Şeyh Sadî'ye Kabirden Gelen Nidâ

11 Mart 2020 tarihinde yayınlanmıştır.

Ahiret
Şeyh Sadî-i Şirâzî Hazretleri buyuruyorlar ki :
Sanan'da bir yavrucuğum vefât etdi. Onun vefâtı dolayısıyla başıma gelenleri nasıl anlatayım bilemiyorum.
Yaradan Allah, Yûsuf'un güzelliğinde bir kimseyi yaratmamışdır ki, kabir balığı onu Yûnus diye yutmasın. Bu bahçede hiç bir selvi yetişmemişdir ki, ecel yeli onu kökünden koparıp atmasın. Bir fidan otuz senede ağaç oluyor, sonra hırçın bir rüzgâr gelip onu deviriyor. Yerden güller bitmesine hiç şaşırmayın. Düşünün ki bu yere nice gül endamlılar gömülmüşdür.  
Kendi kendime şöyle düşündüm, "Bu küçücük çocuk, temiz ve ma'sûm olarak öldü. Ey ihtiyar! Sen ise hâlâ kirli ve günahkâr olarak yaşıyorsun".
Çocuğumu defnetdim. Birkaç ay sonra hasretine dayanamadım, sevdâm kabardı. Şaşırdım, kendimi tutamadım, kabrini açıp boyunu bosunu görmek istedim. Mezarının üstündeki taşlardan birini kaldırdım. Daracık, karanlık kabri görünce üstüme dehşetli bir korku geldi. Benzim atdı, aklım, fikrim perîşân oldu, kendimi kaybetdim.

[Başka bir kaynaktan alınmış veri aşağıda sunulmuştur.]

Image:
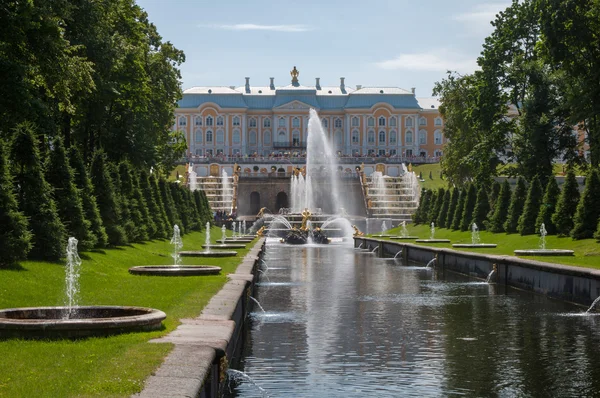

Bu hâl geçip de aklımı başıma topladığım zaman, sevgili yavrumdan  kulağıma şöyle bir nidâ geldi : "Babacığım! Eğer bu karanlık yerden ürküyorsan, aklını başına al. Buraya ışıkla gel. Mezarda geçecek gecelerin gündüz gibi olmasını istiyorsan, buraya gelirken çerâğ getir".
Bahçıvanların ne güzel bir endîşesi var. "Eyvah acabâ bu yıl hurma ağaçları meyva tutmayacak mı?" diye tir tir titriyorlar. Buna mukâbil bir takım kafasızlar, buğday ekmeden harman yığma hayâli kuruyorlar. Ey Sa'dî! Unutma ki, kim ağaç dikerse, meyvayı o yer, kim tohum ekerse, harmanı o yığar.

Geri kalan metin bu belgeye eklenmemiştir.